A este propósito, pode ler-se no acórdão do Tribunal da Relação de Coimbra, de 20-06-2017, no âmbito do processo n.º 1747/14.0T8LRA.C1, igualmente acessível em www.dgsi.pt, que “I. A casa de morada de família é aquela onde de forma permanente, estável e duradoura, se encontra sediado o centro da vida familiar dos cônjuges (ou unidos de facto), conforme resulta do disposto no artigo 1672.º do CC, e mantém a sua relevância mesmo após a dissolução do casamento ou união de facto.
II. A casa de morada de família goza de proteção especial, revelada e suportada em diversos instrumentos legais destinados a preservar os interesses dos ex-cônjuges e filhos consigo conviventes, através da ponderação do destino da casa de morada de família e dos termos da sua atribuição, que poderá inclusivamente passar pela constituição judicial de um arrendamento a favor de um dos ex-cônjuges (ou elemento de união de facto que cessou, por força do disposto no artigo 4.º do DL n.º 7/2001, de 11 de Maio, na redacção introduzida pela Lei n.º 23/2010, de 30 de Agosto), independentemente da natureza de bem comum ou próprio do outro.
III. Na falta de acordo, o meio próprio para ser decidida a questão da atribuição da casa de morada de família e eventual compensação em favor do outro cônjuge quando se trate de bem comum ou próprio deste, é o processo especial previsto no artigo 990.º do CPC, sendo para tanto inadequado o regime da compropriedade, designadamente pela aplicação do artigo 1406.º do CC.

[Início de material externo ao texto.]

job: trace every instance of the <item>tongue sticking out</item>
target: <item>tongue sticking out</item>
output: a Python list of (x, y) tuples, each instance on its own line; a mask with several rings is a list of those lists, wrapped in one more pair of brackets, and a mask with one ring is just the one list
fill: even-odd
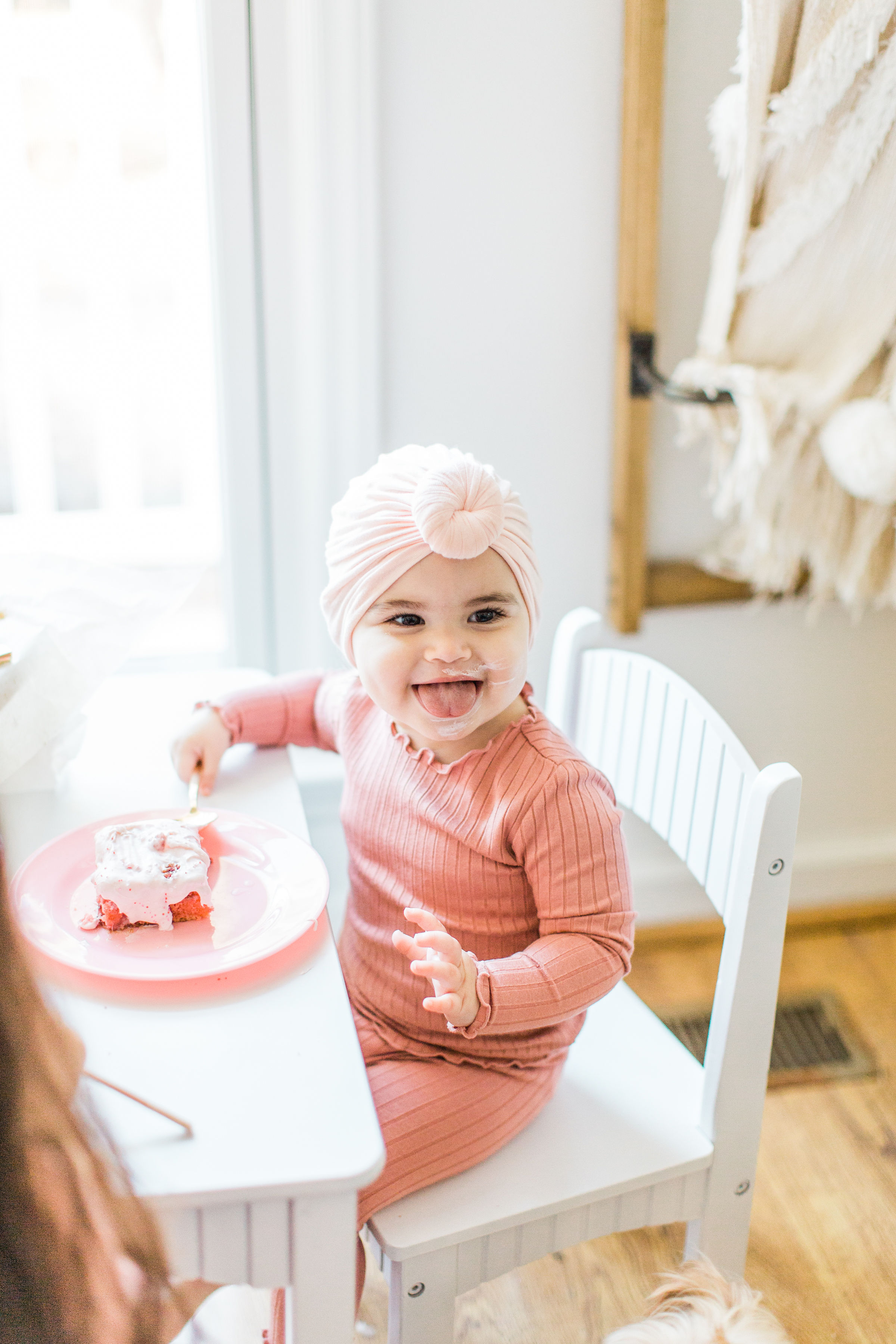
[(416, 695), (434, 719), (459, 719), (476, 704), (478, 684), (478, 681), (422, 681), (416, 687)]

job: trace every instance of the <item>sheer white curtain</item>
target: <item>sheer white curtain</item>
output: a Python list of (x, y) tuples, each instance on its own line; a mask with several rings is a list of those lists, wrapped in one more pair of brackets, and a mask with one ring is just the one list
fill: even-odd
[(204, 3), (236, 657), (320, 665), (329, 509), (380, 446), (376, 7)]

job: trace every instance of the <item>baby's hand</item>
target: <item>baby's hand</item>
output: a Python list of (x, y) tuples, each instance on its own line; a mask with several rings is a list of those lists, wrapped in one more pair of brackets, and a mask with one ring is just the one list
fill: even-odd
[(191, 774), (200, 767), (199, 792), (211, 793), (220, 758), (230, 746), (230, 728), (224, 726), (218, 710), (210, 704), (193, 710), (183, 730), (172, 739), (171, 759), (175, 770), (187, 784)]
[[(404, 918), (418, 923), (423, 933), (410, 938), (396, 929), (392, 942), (411, 962), (411, 974), (433, 981), (433, 997), (424, 999), (423, 1007), (443, 1013), (453, 1027), (469, 1027), (480, 1011), (476, 962), (429, 910), (410, 906)], [(420, 953), (423, 960), (418, 961)]]

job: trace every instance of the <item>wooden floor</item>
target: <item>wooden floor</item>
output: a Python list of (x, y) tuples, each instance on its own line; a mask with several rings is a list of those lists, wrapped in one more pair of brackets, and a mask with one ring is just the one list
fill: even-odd
[[(653, 1008), (708, 1001), (720, 943), (647, 946), (629, 984)], [(789, 934), (782, 993), (834, 989), (876, 1052), (873, 1079), (768, 1094), (747, 1278), (794, 1344), (896, 1341), (896, 921)], [(463, 1344), (598, 1344), (641, 1314), (684, 1227), (586, 1242), (458, 1300)], [(386, 1340), (386, 1284), (361, 1316)]]

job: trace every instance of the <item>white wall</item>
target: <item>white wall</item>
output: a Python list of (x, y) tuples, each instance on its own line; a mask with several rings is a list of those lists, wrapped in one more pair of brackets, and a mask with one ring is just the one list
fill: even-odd
[[(670, 0), (661, 359), (689, 352), (719, 207), (704, 117), (728, 82), (736, 0)], [(621, 0), (382, 0), (386, 446), (442, 439), (528, 504), (545, 575), (533, 659), (604, 605)], [(699, 454), (657, 417), (654, 554), (712, 534)], [(794, 899), (896, 891), (896, 617), (802, 603), (665, 610), (623, 640), (672, 665), (756, 762), (805, 780)], [(705, 913), (630, 828), (646, 919)]]
[(606, 587), (618, 0), (382, 0), (384, 445), (513, 481), (545, 578), (533, 668)]

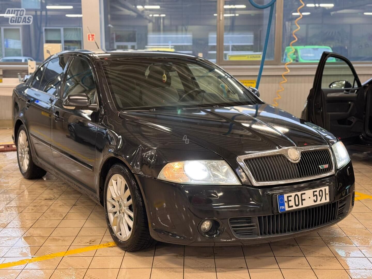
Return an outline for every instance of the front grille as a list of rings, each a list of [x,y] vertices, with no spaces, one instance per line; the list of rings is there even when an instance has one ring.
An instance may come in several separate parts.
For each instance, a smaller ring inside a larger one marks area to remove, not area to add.
[[[257,217],[230,218],[235,236],[246,238],[296,232],[332,223],[344,215],[348,198],[314,207]]]
[[[299,162],[294,163],[283,154],[276,154],[247,159],[244,161],[255,180],[274,182],[321,175],[333,169],[328,149],[304,150]],[[328,165],[328,167],[320,166]]]

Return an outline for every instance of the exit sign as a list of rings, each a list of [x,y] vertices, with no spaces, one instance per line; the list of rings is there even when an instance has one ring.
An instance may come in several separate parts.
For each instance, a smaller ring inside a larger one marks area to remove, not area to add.
[[[96,34],[94,33],[88,33],[88,41],[94,42],[96,41]]]

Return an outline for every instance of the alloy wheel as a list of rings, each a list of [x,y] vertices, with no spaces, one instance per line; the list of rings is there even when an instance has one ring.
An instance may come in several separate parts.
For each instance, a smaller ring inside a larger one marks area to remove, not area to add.
[[[30,163],[29,150],[27,135],[26,134],[26,132],[22,130],[18,134],[18,138],[17,141],[17,151],[19,166],[24,173],[27,171]]]
[[[116,237],[125,241],[132,234],[134,214],[131,191],[121,174],[115,174],[110,179],[106,199],[110,225]]]

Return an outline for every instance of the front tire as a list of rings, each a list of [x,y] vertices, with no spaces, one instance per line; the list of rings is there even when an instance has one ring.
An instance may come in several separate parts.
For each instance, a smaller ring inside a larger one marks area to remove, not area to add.
[[[31,146],[26,128],[21,125],[17,136],[17,158],[22,175],[28,179],[41,178],[46,172],[35,165],[32,160]]]
[[[113,166],[106,177],[104,190],[107,225],[118,246],[128,251],[150,246],[153,240],[149,232],[144,202],[129,170],[121,164]]]

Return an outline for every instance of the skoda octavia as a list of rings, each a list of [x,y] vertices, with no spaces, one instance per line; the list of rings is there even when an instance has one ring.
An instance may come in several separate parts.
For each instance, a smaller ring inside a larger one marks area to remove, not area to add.
[[[129,251],[271,241],[344,218],[355,179],[342,142],[259,96],[188,55],[58,54],[13,92],[19,169],[102,205]]]

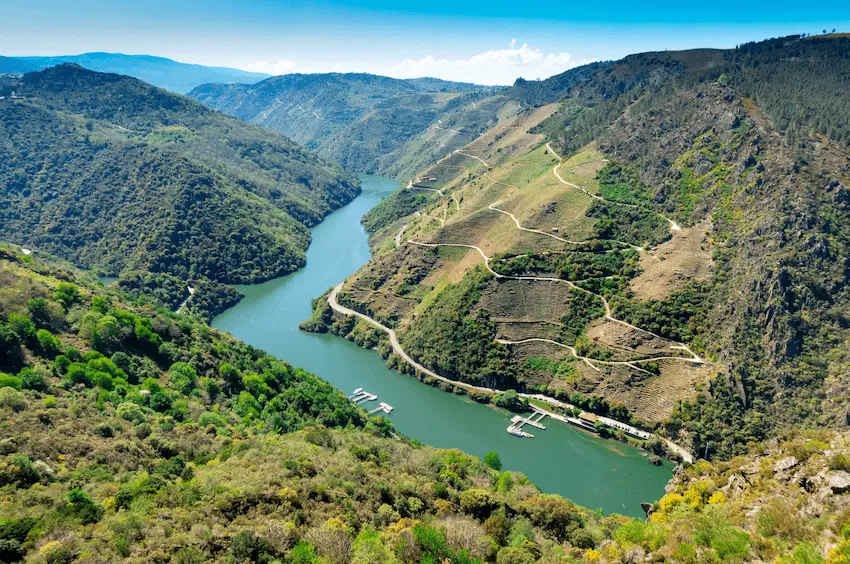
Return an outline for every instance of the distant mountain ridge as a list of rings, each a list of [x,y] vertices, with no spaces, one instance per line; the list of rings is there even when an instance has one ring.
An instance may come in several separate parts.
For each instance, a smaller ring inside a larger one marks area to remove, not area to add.
[[[30,73],[0,100],[0,236],[104,274],[236,283],[304,264],[357,180],[292,141],[116,74]]]
[[[189,96],[280,131],[347,170],[385,172],[382,158],[413,138],[428,137],[429,129],[439,133],[446,114],[464,106],[474,109],[475,102],[502,90],[436,78],[328,73],[288,74],[251,85],[204,84]],[[479,121],[492,117],[488,112]],[[449,143],[443,145],[450,150]]]
[[[0,57],[0,74],[34,72],[62,63],[75,63],[97,72],[132,76],[178,94],[185,94],[206,82],[253,83],[269,77],[262,73],[181,63],[152,55],[100,52],[50,57]]]

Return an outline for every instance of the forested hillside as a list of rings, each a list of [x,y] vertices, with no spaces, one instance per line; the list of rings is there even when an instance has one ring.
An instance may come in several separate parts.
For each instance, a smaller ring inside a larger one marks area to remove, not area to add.
[[[52,57],[0,57],[0,74],[27,73],[73,63],[97,72],[124,74],[171,92],[185,94],[207,82],[259,82],[267,74],[246,72],[226,67],[208,67],[180,63],[151,55],[121,53],[83,53]]]
[[[102,274],[260,281],[359,184],[256,126],[129,77],[62,65],[0,101],[0,236]]]
[[[339,299],[444,377],[595,398],[701,457],[844,426],[848,54],[792,36],[519,82],[556,109],[372,210]]]
[[[413,139],[455,135],[452,130],[460,127],[440,120],[498,90],[429,78],[332,73],[290,74],[252,85],[205,84],[189,95],[280,131],[346,170],[376,172],[383,170],[379,161]]]
[[[699,463],[648,521],[398,437],[319,378],[0,247],[3,562],[841,562],[850,446]],[[757,499],[757,502],[753,502]],[[843,527],[843,528],[842,528]]]

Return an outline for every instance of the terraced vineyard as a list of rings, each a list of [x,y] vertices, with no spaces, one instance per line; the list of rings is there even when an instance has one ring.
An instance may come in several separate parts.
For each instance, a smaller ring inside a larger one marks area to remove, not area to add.
[[[600,195],[597,176],[608,160],[595,146],[562,159],[542,136],[528,132],[552,111],[542,107],[508,118],[421,171],[406,190],[425,194],[427,203],[375,235],[378,254],[346,281],[340,302],[395,328],[402,346],[418,358],[424,344],[415,335],[441,294],[478,276],[468,314],[487,320],[479,328],[487,333],[487,354],[501,351],[513,366],[514,383],[507,384],[601,396],[625,404],[638,420],[660,422],[708,379],[711,362],[686,343],[618,318],[609,298],[628,291],[645,265],[675,263],[679,253],[672,242],[650,247],[651,237],[601,232],[594,206],[638,207]],[[660,212],[639,211],[666,226],[666,238],[696,237],[693,228],[682,230]],[[677,285],[673,273],[652,272],[653,286]],[[447,368],[421,361],[438,374]],[[497,383],[475,374],[446,375],[481,386]]]

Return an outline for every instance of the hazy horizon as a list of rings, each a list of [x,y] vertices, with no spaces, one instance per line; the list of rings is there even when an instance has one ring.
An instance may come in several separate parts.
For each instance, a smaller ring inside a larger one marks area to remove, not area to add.
[[[850,8],[831,1],[805,10],[763,1],[745,7],[724,1],[711,9],[622,1],[604,9],[447,0],[395,6],[382,0],[154,0],[144,7],[35,0],[0,6],[0,55],[144,54],[270,75],[367,72],[497,85],[636,52],[729,48],[850,29]]]

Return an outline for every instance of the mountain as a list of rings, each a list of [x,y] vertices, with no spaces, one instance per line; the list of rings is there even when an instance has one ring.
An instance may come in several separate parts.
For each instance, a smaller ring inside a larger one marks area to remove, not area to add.
[[[60,65],[0,100],[0,237],[117,275],[226,283],[304,264],[359,183],[268,129],[140,80]]]
[[[253,85],[205,84],[189,96],[280,131],[346,170],[386,173],[381,162],[396,160],[390,155],[412,139],[436,135],[438,149],[450,151],[442,138],[459,133],[448,116],[459,108],[471,110],[500,90],[433,78],[331,73],[289,74]],[[456,145],[452,140],[450,146]]]
[[[125,74],[159,86],[171,92],[185,94],[207,82],[259,82],[267,74],[247,72],[227,67],[208,67],[179,63],[151,55],[121,53],[83,53],[51,57],[0,57],[0,74],[27,73],[48,67],[73,63],[98,72]]]
[[[519,81],[499,93],[516,112],[364,217],[376,254],[338,301],[441,377],[616,413],[701,457],[845,426],[848,87],[842,35]],[[307,326],[364,323],[330,314],[317,301]]]
[[[648,519],[398,436],[318,377],[0,245],[4,562],[841,562],[850,437],[680,468]],[[828,558],[828,559],[825,559]]]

Pelo que, antes de mais, determino a notificação das Partes, ao abrigo das disposições conjugadas dos artigos 3.º, n.º 3, 6.º, 193.º, 547.º, 576.º, 590.º, todos do Código de Processo Civil, para, querendo, no prazo de 10 dias, se pronunciarem sobre o eventual erro na forma do processo ou no meio processual, o que atendendo à alegada existência de processo de divórcio, redundaria na eventual incompetência deste Juízo Local Cível (cfr. artigo 990.º, n.º 4, do Código de Processo Civil).” Sobre o dito despacho pronunciou-se o Autor concluindo do seguinte modo:
“14.º Como tal, verificada a situação de compropriedade do prédio identificado nos autos, assiste ao requerente, atenta a sua qualidade de comproprietário do bem e a vontade, que manifestou na PI, de não permanecer na indivisão, o direito a pôr termo à indivisão da coisa comum.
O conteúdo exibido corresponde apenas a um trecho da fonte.